WASHINGTON -- Al Gore is betting that his collection of debt reduction, spending increases and modest tax breaks will prove an unbeatable combination against George W. Bush's hefty tax cuts. But both presidential candidates may be promising more than they can deliver -- especially if the current remarkable economy suddenly takes a turn for the worse.
Urging voters to "read my plan," Gore unveiled a 191-page blueprint Wednesday on how he would spend $4.56 trillion in surpluses projected by the Congressional Budget Office over the next decade.
Titled "Prosperity for America's Families," the document seeks to emulate the success of "Putting People First," Bill Clinton's economic manifesto of 1992, which he used to defeat Bush's father.

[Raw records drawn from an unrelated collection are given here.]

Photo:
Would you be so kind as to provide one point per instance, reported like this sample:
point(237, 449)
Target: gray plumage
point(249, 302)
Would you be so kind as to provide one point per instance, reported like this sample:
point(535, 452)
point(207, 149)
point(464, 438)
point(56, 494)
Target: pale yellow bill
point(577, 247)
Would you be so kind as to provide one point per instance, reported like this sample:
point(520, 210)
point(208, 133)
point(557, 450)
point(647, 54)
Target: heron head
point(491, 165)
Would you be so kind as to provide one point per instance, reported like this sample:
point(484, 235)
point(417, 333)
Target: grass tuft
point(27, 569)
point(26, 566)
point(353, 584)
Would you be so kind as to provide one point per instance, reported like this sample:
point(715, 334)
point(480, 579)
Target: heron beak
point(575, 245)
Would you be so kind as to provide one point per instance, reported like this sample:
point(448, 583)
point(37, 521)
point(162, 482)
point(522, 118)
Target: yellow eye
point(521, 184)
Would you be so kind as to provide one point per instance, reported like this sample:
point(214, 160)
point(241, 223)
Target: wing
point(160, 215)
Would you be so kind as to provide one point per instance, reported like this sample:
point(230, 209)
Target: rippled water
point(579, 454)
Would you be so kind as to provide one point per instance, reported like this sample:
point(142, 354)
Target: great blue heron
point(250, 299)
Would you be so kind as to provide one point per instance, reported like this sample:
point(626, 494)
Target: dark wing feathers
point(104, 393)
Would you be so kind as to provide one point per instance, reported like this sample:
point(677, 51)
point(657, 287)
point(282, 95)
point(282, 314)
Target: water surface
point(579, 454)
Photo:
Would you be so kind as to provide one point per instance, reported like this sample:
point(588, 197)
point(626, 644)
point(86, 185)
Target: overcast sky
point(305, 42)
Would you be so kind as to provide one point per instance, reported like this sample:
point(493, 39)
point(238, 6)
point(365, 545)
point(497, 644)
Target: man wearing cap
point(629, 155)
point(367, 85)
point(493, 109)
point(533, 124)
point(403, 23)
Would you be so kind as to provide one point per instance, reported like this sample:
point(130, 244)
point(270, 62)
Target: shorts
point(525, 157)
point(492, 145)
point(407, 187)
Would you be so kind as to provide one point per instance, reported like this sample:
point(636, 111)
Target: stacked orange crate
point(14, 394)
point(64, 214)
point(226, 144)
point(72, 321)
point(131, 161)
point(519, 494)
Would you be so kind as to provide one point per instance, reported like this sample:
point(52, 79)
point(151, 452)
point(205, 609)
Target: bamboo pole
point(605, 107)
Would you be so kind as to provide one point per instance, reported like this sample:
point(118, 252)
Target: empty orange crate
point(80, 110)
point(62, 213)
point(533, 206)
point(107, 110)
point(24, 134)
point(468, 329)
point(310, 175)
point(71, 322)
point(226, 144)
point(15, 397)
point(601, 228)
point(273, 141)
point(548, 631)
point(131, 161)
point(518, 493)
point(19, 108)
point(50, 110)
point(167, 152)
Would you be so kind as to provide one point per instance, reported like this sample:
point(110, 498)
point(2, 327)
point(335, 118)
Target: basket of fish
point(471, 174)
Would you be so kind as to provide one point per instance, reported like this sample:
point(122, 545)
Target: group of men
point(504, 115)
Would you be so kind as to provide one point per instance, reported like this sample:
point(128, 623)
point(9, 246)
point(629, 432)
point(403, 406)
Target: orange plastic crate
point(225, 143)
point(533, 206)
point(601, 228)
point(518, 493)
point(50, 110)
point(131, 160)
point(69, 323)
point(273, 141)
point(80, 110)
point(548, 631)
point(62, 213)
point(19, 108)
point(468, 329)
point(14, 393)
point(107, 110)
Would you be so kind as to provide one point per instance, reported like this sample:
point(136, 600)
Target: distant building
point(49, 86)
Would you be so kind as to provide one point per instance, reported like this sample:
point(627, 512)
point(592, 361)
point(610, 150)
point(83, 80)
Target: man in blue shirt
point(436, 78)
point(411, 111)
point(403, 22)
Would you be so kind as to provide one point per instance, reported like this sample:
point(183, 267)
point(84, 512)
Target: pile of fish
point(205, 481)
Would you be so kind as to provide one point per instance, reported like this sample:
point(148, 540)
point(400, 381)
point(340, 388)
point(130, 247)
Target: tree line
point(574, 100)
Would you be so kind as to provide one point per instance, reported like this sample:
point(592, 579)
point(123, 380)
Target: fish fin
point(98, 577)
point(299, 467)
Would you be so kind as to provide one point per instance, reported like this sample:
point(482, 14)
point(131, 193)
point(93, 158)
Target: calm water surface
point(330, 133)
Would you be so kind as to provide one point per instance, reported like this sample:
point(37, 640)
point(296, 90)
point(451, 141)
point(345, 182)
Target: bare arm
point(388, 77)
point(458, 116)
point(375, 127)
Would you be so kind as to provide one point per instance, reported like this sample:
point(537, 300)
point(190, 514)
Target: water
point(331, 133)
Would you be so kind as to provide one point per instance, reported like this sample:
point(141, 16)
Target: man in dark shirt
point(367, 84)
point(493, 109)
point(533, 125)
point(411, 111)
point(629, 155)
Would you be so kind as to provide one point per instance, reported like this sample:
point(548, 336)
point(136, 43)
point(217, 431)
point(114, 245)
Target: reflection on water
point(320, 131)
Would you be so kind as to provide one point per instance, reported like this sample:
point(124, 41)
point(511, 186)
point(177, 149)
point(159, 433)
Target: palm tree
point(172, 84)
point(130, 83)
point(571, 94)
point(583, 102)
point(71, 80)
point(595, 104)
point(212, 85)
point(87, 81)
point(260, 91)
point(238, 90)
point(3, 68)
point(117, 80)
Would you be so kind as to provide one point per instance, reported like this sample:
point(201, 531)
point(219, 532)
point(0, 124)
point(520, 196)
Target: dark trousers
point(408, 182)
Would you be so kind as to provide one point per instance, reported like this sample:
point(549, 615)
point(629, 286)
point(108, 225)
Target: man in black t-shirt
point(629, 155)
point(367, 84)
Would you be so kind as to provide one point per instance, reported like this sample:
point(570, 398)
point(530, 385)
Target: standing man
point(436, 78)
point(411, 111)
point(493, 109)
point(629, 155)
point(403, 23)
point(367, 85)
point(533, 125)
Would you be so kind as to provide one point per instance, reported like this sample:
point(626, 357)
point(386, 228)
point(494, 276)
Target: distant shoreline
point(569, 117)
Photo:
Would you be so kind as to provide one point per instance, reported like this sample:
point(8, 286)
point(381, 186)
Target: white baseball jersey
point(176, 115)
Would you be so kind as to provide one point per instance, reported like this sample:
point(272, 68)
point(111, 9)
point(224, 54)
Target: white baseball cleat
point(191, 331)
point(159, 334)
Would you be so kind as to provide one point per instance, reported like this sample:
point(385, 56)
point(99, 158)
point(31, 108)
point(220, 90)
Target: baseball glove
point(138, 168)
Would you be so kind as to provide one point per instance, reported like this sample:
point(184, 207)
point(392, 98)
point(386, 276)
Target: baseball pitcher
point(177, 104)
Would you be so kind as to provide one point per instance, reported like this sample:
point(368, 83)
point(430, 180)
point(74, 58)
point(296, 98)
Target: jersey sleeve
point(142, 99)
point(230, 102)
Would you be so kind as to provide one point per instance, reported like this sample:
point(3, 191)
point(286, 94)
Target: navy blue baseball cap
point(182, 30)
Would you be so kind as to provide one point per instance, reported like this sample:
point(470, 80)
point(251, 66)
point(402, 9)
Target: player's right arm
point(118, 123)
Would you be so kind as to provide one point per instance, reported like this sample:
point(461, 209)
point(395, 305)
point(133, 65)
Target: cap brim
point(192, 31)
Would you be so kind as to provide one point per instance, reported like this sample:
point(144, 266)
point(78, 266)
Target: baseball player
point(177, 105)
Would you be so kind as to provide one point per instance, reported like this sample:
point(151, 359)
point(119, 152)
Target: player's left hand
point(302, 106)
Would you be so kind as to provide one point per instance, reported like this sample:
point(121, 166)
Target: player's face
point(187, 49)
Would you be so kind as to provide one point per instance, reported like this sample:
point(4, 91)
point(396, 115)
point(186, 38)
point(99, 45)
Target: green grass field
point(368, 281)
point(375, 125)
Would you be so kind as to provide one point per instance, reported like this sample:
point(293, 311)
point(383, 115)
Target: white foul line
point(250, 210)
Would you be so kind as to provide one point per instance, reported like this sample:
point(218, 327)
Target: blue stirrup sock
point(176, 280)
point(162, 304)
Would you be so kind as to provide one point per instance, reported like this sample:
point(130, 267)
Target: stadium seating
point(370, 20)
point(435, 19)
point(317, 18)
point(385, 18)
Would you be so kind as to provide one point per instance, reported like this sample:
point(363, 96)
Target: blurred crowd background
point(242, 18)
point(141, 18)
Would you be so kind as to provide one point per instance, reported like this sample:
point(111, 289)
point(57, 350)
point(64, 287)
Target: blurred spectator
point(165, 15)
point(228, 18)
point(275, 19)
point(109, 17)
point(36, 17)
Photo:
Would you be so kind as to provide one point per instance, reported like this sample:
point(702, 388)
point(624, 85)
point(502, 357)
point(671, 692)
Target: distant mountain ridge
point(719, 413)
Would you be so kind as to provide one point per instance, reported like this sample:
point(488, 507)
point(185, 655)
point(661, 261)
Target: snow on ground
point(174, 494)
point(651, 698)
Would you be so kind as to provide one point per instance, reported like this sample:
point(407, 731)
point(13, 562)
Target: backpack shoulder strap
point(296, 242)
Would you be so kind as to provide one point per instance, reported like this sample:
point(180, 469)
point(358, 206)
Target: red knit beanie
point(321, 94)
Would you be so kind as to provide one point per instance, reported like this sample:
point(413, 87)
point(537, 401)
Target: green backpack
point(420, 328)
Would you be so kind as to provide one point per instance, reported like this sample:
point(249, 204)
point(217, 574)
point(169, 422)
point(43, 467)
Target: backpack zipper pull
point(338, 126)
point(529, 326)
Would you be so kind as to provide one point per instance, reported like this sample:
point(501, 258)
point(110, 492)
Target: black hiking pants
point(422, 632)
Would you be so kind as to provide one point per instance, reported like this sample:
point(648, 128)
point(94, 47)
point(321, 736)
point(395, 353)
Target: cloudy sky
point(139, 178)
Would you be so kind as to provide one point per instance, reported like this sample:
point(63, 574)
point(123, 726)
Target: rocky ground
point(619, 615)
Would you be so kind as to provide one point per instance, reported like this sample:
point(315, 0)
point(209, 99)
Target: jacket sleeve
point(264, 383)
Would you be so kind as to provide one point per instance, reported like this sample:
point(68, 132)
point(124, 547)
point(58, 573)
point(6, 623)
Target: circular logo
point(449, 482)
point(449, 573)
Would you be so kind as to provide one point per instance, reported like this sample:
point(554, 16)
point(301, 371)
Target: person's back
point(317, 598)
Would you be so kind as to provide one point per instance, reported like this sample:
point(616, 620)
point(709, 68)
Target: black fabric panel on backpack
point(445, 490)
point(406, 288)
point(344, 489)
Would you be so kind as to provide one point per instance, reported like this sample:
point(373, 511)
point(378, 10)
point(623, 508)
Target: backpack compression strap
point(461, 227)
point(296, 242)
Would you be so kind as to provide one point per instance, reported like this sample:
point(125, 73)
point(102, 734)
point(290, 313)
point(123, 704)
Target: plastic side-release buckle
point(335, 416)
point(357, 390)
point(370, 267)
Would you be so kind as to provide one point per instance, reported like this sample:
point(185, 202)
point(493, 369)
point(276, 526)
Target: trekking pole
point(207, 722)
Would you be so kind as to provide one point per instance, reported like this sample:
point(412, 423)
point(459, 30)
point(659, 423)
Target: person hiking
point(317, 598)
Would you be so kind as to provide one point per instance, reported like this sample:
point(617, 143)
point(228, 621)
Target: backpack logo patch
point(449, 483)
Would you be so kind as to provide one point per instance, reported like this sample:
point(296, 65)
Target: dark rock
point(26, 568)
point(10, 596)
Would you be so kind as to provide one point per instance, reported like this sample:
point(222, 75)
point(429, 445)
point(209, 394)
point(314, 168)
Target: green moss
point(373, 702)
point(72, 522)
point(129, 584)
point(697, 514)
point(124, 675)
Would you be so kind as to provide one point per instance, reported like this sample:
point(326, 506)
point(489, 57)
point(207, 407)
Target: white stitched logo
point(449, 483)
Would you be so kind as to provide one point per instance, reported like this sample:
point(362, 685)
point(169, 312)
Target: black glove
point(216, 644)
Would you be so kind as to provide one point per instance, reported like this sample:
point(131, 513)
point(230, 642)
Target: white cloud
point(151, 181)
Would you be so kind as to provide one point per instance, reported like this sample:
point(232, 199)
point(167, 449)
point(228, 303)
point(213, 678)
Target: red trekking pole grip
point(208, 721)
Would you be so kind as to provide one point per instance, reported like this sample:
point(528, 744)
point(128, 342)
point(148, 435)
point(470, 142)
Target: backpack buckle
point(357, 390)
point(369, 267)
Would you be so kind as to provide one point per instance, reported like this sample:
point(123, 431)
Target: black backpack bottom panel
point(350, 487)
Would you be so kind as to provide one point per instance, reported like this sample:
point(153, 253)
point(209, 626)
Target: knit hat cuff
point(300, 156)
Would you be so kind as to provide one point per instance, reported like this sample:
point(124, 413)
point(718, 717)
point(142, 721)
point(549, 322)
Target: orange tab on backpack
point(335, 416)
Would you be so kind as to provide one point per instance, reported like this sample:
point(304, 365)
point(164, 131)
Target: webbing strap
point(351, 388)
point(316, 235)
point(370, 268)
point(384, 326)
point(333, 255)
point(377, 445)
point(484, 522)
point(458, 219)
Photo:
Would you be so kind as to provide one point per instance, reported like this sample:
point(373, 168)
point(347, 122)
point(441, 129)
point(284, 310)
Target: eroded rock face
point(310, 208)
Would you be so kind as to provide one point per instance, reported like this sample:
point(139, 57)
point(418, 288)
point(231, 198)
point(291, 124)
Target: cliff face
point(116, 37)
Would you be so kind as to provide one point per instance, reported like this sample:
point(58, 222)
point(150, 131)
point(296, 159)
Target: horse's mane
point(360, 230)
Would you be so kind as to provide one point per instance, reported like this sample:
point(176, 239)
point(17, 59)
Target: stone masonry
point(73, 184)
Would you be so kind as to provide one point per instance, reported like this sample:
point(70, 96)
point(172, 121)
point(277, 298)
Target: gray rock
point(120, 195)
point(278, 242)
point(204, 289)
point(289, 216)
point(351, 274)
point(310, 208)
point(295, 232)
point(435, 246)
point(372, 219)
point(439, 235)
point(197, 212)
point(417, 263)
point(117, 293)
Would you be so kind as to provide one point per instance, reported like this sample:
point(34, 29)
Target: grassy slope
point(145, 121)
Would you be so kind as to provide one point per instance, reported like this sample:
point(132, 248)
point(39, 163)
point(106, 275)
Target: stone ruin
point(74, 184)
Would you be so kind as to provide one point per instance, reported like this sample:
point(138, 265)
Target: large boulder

Gore's proposal spreads surplus money around a gamut of popular programs -- from the environment to education and health care -- and is, according to its introduction, "full of specifics for our opponents to ridicule, attack or belittle."
Bush wasted little time doing just that, saying the plan exposed Gore as a government-loving liberal. "He spends the entire surplus on bigger government," Bush said.
For his part, Gore challenged Bush to release as much detail about his tax and spending programs. Bush's campaign responded with a four-page summary of his program.
In one major way, the two documents are identical -- both earmark more than half of the $4.56 trillion in projected surpluses -- the $2.39 trillion generated by Social Security -- to bolstering the giant retirement program.
Gore would use all of the money to reduce the national debt as a way to put the government on sounder fiscal footing when the baby boomers retire. Bush's proposal would pay down the debt and use an unspecified portion to finance giving workers the option of putting some of their payroll taxes into their own retirement accounts.
So far, the Bush campaign has been vague on just what amounts will be required to finance this changeover, which many private experts warn could be a huge drain on the Social Security system over the next several decades.
Gore has his own proposal to bolster Americans' abysmally low personal savings rates, offering tax-free Retirement Savings Plus accounts with matching government funds to encourage savings by middle and lower-income individuals.
Gore estimates the plan's cost at $200 billion over 10 years, but the Bush campaign says the true price tag is likely to be closer to $720 billion.
Just as Gore has sought to portray Bush's plan for a $1.3 trillion across-the-board tax cut as "risky" for the economy, Republicans tried to brand Gore's plan as "risky" on the spending side.
Republicans on the Senate Budget Committee released a report estimating that Gore's spending proposals, both those in his budget and those he has endorsed on the campaign trail, would eat up as much as $906 billion more than the current projections for $2.2 trillion in non-Social Security surpluses.
Sen. Phil Gramm, R-Texas, labeled Gore's plan "a promise grab bag that is bigger than any politician of the modern era of American history has ever proposed."
The Gore campaign rejected the charge and pointed to a $300 billion "surplus reserve fund" that would be used as a cushion in case the current surplus projections prove too optimistic.
However, Gore was able to come up with the money for the fund simply by switching from the less optimistic surplus projections his own administration made this summer ($1.9 trillion) to the more optimistic CBO estimates released in July ($2.2 trillion).
As they always do, economists cautioned against placing too much reliance on 10-year forecasts of government revenues and spending.
For the surpluses to occur as projected, the current expansion, already in a record 10th year, will have to keep powering along without a recession. But the economy is showing signs of slowing and many economists believe growth will be significantly slower next year.
For Gore, the current good economic times are not enough. His economic plan puts forward a list of 10 ambitious economic goals, including boosting Americans' savings and increasing the median family's inflation-adjusted income by one-third over the next 10 years -- from $50,000 to $67,000.
Such a gain could be accomplished if productivity, the key to rising living standards, keeps growing over the next decade at the robust levels seen in the last four year years -- something many economists doubt will occur.
While both candidates are pushing their rival plans as the best prescription to keep the good times rolling, many private economists see both as a potential threat to overheat an economy with unemployment already at a three-decade low.
"We don't need a tax cut and we don't need spending increases right now. The right thing to do is nothing. Leave well enough alone and enjoy the ride," said David Wyss, chief economist at Standard & Poors in New York.